Close-up of the stems of a sensitive plant on a white background. The sensitive plant features intricate compound leaves and slender stems. The compound leaves are pinnately divided into multiple small leaflets, each exhibiting a bright green coloration and a feathery texture. The leaflets are arranged along the stems, creating a delicate and elegant foliage.
Prune leggy growth and provide adequate lighting with grow lights indoors.

One of the common issues when growing sensitive plants indoors is leggy growth – stretching stems and sparse leaf growth leaning toward the nearest light source. This is caused by lack of sunlight, common indoors unless you have a large south-facing window that gets a full day of sun. Lack of early pruning can also cause the plant to look sparse due to lack of branching.

Keep the plant in direct sun all day and prune to remove leggy growth and promote branching. If you don’t have the right lighting indoors, supplement with grow lights to bring the plant back to its bushy form.

Lack of Flowers

A macro view of the sensitive plant, reveals intricate details of its unique and captivating features. The compound leaves, with their finely divided structure, are prominently displayed, showing the vibrant green coloration and delicate texture of the individual leaflets.
Adequate light and avoiding overfertilizing both encourage flower development.

A lack of flowers can be a concern if you’re hoping to save seeds to replant the following season. Like leggy growth, insufficient light is a common culprit. Overfertilizing can also cause the plant to prioritize leaf growth over flower development.

Ensure the plant is receiving enough light and avoid feeding too often to promote prolific flowering.

Discolored Leaves

Close-up sensitive plant with crispy leaves in a white pot. The sensitive plant with crispy leaves presents a striking appearance marked by its wilted and desiccated foliage. The compound leaves, typically vibrant green and finely divided, exhibit a dried and brittle texture, with curled edges and a faded coloration.
Prevent leaf discoloration by planting in well-draining soil and adjusting watering.

Discoloration of leaves, like many other houseplants, has a variety of causes. Incorrect watering is the most common, with overwatering more likely than underwatering. Brown or crispy leaves can be a sign of under-watering or low humidity.

Plant in well-draining soil (or repot if the soil is waterlogged often), and adjust your watering schedule to avoid overwatering.


Close-up of Spider mites on a green leaf. Spider mites are tiny arachnids. They have oval-shaped bodies and four pairs of legs, giving them a spider-like appearance. They have translucent, brownish bodies.
Manage indoor plant pests like spider mites with regular insecticidal treatments.

Common indoor plant pests also like to attack sensitive plants, including spider mites and whiteflies.  These pests can typically be managed with regular checks and immediate treatment by wiping them off the leaves with a damp cloth. If you need an extra layer of protection, follow up by using insecticidal soap or neem oil.


Is sensitive plant toxic?

Mimosa pudica is not considered highly toxic to humans or pets. However, ingestion in large quantities can have adverse effects, so it’s best to keep it out of reach anyway.
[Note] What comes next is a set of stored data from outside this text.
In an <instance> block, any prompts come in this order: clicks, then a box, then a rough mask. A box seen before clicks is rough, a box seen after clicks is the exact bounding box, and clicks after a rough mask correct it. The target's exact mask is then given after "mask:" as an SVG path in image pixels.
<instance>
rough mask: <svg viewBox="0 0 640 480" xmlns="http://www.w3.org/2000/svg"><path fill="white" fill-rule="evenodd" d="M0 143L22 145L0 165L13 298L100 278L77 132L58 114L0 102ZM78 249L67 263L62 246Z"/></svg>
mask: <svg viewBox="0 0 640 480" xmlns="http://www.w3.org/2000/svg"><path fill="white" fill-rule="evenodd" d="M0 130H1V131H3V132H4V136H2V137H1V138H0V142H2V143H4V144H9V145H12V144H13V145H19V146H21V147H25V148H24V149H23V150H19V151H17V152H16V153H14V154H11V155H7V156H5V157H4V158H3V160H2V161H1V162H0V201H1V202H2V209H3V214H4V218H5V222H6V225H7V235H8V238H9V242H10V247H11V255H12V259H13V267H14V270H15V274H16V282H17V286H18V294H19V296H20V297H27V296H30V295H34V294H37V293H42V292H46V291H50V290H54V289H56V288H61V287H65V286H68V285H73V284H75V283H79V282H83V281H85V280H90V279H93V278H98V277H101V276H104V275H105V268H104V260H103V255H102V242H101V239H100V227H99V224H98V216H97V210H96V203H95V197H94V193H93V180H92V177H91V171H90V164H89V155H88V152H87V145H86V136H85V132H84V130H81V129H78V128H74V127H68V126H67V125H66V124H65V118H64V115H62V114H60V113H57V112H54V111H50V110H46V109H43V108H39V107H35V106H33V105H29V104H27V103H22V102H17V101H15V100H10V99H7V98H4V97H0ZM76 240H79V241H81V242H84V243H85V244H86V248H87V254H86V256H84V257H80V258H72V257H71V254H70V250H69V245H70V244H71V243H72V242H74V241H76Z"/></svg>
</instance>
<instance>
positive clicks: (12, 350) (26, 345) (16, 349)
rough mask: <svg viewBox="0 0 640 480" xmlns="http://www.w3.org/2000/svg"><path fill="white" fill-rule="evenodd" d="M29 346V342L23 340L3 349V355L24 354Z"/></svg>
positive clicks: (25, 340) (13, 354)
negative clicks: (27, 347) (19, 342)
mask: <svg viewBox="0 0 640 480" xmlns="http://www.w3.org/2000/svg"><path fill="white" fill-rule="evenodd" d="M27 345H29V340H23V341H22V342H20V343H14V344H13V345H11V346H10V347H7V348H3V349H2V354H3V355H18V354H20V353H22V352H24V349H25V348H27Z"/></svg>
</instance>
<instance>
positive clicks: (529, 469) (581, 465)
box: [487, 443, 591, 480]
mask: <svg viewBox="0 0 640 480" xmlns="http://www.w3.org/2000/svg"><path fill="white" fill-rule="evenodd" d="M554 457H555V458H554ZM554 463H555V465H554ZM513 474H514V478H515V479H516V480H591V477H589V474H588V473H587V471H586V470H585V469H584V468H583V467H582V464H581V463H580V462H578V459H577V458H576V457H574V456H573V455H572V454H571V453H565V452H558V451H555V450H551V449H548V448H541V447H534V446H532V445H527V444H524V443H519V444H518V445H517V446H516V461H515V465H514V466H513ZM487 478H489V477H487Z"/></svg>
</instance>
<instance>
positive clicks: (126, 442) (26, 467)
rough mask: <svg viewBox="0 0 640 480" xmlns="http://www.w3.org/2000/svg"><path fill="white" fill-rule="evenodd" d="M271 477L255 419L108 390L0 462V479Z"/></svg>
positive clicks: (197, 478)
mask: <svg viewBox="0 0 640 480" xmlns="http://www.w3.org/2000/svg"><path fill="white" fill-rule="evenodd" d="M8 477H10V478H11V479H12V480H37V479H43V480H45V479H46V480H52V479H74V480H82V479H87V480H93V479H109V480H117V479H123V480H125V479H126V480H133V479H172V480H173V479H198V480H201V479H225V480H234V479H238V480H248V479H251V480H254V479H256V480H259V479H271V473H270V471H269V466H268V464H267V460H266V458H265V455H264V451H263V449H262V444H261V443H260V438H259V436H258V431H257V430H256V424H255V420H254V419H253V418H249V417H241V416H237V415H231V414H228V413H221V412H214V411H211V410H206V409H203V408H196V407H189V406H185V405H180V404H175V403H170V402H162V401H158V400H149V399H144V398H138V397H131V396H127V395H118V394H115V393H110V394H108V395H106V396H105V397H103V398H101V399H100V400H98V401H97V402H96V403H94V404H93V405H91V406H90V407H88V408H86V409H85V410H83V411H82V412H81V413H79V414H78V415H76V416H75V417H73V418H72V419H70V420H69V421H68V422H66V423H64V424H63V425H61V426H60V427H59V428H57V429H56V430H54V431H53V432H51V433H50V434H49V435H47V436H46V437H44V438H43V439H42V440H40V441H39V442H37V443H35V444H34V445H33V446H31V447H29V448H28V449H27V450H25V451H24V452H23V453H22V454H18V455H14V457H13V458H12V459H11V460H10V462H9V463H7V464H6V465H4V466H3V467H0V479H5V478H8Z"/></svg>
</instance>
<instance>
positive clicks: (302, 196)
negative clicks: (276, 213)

Why does sensitive plant close up when touched?

Sensitive plants respond to movement, a phenomenon called seismonasty. The movement is believed to be a defence mechanism designed to deter predators by startling them. The closing of the leaves is triggered by changes within the plant’s cells, causing them to lose their structure and the leaves to wilt.

Are sensitive plant and touch-me-not the same thing?

‘Touch-me-not’ is just one of the common names often used for Mimosa pudica. However, it is also shared with other plants, like members of the Impatiens genus. It’s best to check the scientific name of any plant you’re purchasing to make sure you’ve got the right species.